桜の歴史にもちょこっと触れていきましょう!

【神の花】
 桜は日本の国花です。日本国のシンボルが桜なんですね。「え!?菊じゃないんですか?!」って人!それは皇室の花です。

日本最古の歴史書である「古事記」。ここに木花之佐久夜毘売(コノハナサクヤヒメ)という女神が出てきます。この女神は富士山の守護神です。とても綺麗な姿をしているが、寿命が短かく、この神様が桜のモチーフになった神様だと言われています。

 古代日本人にとって桜は春を告げる木=田植えの到来を告げる木としてその頃から神聖視されていたようです。
 山梨県の実相寺には神代桜と呼ばれる樹齢2000年を超えるともいわれる桜の巨木があります。
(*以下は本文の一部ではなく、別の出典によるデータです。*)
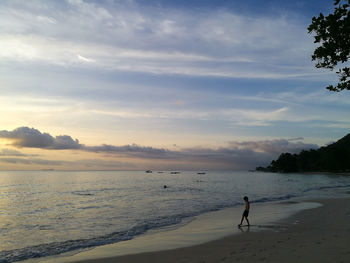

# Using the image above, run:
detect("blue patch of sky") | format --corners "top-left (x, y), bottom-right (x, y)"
top-left (133, 0), bottom-right (333, 17)
top-left (261, 121), bottom-right (350, 141)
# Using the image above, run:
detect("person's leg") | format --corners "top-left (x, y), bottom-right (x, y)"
top-left (238, 215), bottom-right (244, 226)
top-left (245, 216), bottom-right (250, 226)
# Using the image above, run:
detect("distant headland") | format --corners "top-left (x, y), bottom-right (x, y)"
top-left (256, 133), bottom-right (350, 173)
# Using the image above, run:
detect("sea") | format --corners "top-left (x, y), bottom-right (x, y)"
top-left (0, 170), bottom-right (350, 263)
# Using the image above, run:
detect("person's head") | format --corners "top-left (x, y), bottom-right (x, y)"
top-left (243, 196), bottom-right (249, 201)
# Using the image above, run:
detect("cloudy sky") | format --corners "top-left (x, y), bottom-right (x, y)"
top-left (0, 0), bottom-right (349, 170)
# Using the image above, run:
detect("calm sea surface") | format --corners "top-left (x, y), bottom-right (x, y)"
top-left (0, 170), bottom-right (349, 262)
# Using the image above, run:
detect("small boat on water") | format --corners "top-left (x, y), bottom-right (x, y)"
top-left (170, 171), bottom-right (180, 174)
top-left (197, 172), bottom-right (206, 175)
top-left (145, 170), bottom-right (152, 173)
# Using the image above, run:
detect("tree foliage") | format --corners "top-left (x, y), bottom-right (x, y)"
top-left (308, 0), bottom-right (350, 92)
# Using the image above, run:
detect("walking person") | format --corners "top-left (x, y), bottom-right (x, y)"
top-left (238, 196), bottom-right (250, 227)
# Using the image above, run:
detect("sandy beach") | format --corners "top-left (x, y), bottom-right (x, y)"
top-left (53, 196), bottom-right (350, 263)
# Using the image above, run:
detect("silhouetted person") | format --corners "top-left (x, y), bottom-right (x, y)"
top-left (238, 196), bottom-right (250, 227)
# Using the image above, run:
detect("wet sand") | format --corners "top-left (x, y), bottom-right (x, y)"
top-left (67, 197), bottom-right (350, 263)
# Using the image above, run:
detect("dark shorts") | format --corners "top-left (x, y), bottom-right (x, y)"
top-left (243, 210), bottom-right (249, 217)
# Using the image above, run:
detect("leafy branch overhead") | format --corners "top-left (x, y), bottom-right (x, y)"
top-left (308, 0), bottom-right (350, 91)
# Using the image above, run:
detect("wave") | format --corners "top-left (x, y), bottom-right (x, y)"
top-left (71, 187), bottom-right (117, 196)
top-left (302, 183), bottom-right (350, 193)
top-left (0, 213), bottom-right (195, 263)
top-left (166, 186), bottom-right (204, 193)
top-left (252, 183), bottom-right (350, 204)
top-left (252, 194), bottom-right (298, 204)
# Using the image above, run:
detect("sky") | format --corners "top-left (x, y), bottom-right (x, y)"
top-left (0, 0), bottom-right (349, 170)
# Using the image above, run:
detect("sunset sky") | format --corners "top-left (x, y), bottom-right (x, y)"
top-left (0, 0), bottom-right (349, 170)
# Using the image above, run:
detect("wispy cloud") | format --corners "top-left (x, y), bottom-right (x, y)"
top-left (0, 0), bottom-right (321, 79)
top-left (0, 157), bottom-right (63, 166)
top-left (0, 148), bottom-right (37, 157)
top-left (227, 138), bottom-right (318, 155)
top-left (0, 156), bottom-right (135, 170)
top-left (0, 127), bottom-right (319, 169)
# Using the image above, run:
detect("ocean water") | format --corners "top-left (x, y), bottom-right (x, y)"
top-left (0, 170), bottom-right (350, 263)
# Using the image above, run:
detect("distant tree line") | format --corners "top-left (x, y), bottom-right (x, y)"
top-left (256, 133), bottom-right (350, 173)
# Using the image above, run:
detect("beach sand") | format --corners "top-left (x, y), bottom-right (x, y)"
top-left (63, 197), bottom-right (350, 263)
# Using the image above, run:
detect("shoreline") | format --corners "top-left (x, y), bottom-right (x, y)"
top-left (71, 197), bottom-right (350, 263)
top-left (32, 198), bottom-right (328, 263)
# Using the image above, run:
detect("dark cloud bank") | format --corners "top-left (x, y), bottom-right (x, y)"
top-left (0, 127), bottom-right (319, 170)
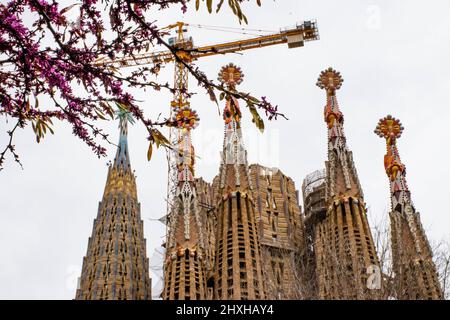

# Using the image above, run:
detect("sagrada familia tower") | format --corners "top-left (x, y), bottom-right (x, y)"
top-left (75, 112), bottom-right (152, 300)
top-left (75, 66), bottom-right (443, 300)
top-left (305, 68), bottom-right (381, 299)
top-left (375, 115), bottom-right (443, 299)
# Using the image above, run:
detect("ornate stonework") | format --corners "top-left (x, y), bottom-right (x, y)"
top-left (312, 68), bottom-right (381, 299)
top-left (163, 105), bottom-right (209, 300)
top-left (249, 165), bottom-right (304, 299)
top-left (75, 115), bottom-right (152, 300)
top-left (87, 67), bottom-right (445, 301)
top-left (375, 115), bottom-right (443, 300)
top-left (302, 169), bottom-right (327, 298)
top-left (211, 64), bottom-right (266, 300)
伝説によるとヤマトタケルノミコトが植えたのだとか?!

桜は昔から日本人の心に残るような花だったようで、各地にこのような伝説があります。
そもそも花見と言えば、昔は梅の花でした。「万葉集」でも梅を詠んだ歌が110首に対し、桜を詠んだ歌は43首とメインは梅の花です。奈良時代の宮廷行事でも梅の花が使われています。それが桜に変わったのが812年、嵯峨天皇の治世からだと言われています。京都の神泉苑(二条城の真南にあります)というお寺で嵯峨天皇が「花宴の節」をおこない、歌や音楽を楽しんだ。そのため神泉苑は「お花見発祥の地」として今なお親しまれており、平安時代の趣を感じる庭を眺めながら桜見物を楽しめます。
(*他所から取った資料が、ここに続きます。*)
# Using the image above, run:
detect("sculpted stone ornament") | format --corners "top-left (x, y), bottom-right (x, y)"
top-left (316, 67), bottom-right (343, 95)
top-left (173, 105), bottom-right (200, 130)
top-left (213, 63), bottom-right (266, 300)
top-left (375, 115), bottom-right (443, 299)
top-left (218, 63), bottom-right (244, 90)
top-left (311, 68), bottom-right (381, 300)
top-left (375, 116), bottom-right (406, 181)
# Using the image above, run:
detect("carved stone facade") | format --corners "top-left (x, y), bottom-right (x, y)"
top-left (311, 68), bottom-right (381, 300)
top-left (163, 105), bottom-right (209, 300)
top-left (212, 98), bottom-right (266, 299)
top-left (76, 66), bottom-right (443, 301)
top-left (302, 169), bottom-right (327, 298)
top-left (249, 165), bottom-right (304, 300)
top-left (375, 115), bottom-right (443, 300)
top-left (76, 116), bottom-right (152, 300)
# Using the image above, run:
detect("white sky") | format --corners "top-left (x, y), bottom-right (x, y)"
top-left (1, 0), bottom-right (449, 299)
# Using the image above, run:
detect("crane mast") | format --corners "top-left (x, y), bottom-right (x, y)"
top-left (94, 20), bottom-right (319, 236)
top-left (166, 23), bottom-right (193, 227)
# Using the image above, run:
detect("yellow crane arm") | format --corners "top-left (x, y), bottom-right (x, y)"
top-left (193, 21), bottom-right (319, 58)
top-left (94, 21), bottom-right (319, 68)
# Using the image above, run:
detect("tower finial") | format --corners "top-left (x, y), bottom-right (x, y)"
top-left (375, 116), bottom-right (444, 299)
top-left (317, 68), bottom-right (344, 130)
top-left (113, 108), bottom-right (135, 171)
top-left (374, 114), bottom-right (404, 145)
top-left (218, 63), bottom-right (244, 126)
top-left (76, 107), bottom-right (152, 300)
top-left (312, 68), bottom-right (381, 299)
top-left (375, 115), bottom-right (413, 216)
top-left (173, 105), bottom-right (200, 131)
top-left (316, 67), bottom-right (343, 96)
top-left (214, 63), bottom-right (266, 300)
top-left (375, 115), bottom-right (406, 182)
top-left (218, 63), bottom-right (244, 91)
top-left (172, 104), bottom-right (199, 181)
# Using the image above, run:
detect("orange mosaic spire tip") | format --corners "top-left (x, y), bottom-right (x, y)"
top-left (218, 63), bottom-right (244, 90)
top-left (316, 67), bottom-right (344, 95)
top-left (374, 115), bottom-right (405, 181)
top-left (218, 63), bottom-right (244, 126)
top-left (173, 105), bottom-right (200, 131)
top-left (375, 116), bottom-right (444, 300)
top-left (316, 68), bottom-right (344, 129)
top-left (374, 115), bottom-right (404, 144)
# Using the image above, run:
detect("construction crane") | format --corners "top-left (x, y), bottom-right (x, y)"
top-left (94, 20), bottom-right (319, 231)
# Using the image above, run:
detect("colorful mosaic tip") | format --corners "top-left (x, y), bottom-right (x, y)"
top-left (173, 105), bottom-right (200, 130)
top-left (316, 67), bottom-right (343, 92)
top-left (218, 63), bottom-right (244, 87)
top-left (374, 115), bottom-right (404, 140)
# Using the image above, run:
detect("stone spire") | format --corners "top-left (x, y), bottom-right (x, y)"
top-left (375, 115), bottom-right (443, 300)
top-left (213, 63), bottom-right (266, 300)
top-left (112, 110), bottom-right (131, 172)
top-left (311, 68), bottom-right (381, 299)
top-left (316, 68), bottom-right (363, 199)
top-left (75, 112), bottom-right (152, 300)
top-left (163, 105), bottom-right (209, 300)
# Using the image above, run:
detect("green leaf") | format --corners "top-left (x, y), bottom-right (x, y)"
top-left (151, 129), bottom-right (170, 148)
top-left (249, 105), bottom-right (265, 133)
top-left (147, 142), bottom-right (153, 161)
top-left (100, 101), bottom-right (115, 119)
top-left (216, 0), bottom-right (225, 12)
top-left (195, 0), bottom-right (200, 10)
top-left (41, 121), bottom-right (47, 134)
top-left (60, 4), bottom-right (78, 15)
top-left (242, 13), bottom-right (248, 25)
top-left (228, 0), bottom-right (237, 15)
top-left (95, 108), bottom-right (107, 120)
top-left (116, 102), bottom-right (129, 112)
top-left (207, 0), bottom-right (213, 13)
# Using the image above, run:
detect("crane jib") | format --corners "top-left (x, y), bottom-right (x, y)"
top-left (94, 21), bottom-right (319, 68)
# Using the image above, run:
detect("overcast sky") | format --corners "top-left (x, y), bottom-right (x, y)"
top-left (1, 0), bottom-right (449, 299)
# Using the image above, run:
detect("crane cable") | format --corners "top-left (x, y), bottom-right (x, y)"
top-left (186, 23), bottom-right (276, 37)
しかし花見というのはこのように皇室や貴族の遊びでした。


【吉野山の3万本の山桜】
奈良県吉野山。日本三大桜の名所の一つです。吉野山にはある桜は日本古来の桜が多く、シロヤマザクラがその中心です。その数なんと約3万本と言われてます。春には桜が山裾の下千本→中千本→上千本→奥千本と順に満開となっていきます。実はこの3万本の桜には由来があります。

 吉野山は修験道の開祖・役行者が桜の木に蔵王権現の姿を彫ったと伝えられることから、桜は御神木とされてきました。 そのため吉野は山岳信仰、修験道の聖地ともされ、中世以降にもその名が頻繁に出てきます。その修験道総本山が吉野山にある金峯山寺です。約1300年前の開山で、2004年7月に吉野山を含む「紀伊山地の霊場と参詣道」が、世界遺産に認定されました。ここの御本尊は勿論蔵王権現。その蔵王権現に祈りをささげて信者がお供えして(植えて)いったのが、3万本の桜の木だと言われています。

 中千本にある吉水神社の境内。ここは一目千本と呼ばれています。全景観桜が見渡せるスポットとなっています。ここは、かの豊臣秀吉が1594年の吉野山の大花見で5日間滞在した神社でもあります。境内にある庭園は花見の折に、秀吉が自ら設計した庭園だと言われています。その様子は「豊太閤吉野之花見図」にも描かれており、。
「年月を心にかけし吉野山 花の盛りを今日見つるかな」
という有名な句を読んでいます。
 秀吉は醍醐の花見も行っており、これにより花見が一般民衆の間に広まったともされてます。


【各時代の裏舞台になった吉野山】
 吉野山は修験道の聖地ですが、ここに3年間修業のためにこもったのが平安時代末期の僧である西行法師です。その西行が住んでいたとされる西行庵や水を汲んだ苔清水も今も残っています。
「吉野山こずゑの花を見し日より 心は身にも添はずなりけり」
西行が如何に吉野山に惹かれていたかが分かる句です。

この西行を尊敬していたのが江戸時代の俳人:松尾芭蕉であり、彼も2度吉野山を訪れ、
「露とくとく 試に浮世 すすがばや」
という句を詠んでいます。

先程紹介した吉水神社も1185年に、源頼朝に追われて吉野山に逃げ込んだ源義経が静御前や弁慶らとともに隠れ住んだ場所でもあるし、1336年には吉野へ行幸した後醍醐天皇が一時皇居とした場所でもあり、のちに南朝を興したのも吉野山だった。
 そんな様々な歴史を裏で支えていたのがこの吉野山でもあるというわけです。ここに書けばキリがないくらいの話がまだまだありますが、春には歴史を感じつつ、一度訪れてみてはいかがでしょう?

 そんな吉野山で食べられるご当地お菓子が、葛餅です。
外は吉野の本葛を用いており、中身は小豆を毎朝その日に炊いて包んでいます。行かれた際はぜひご賞味ください。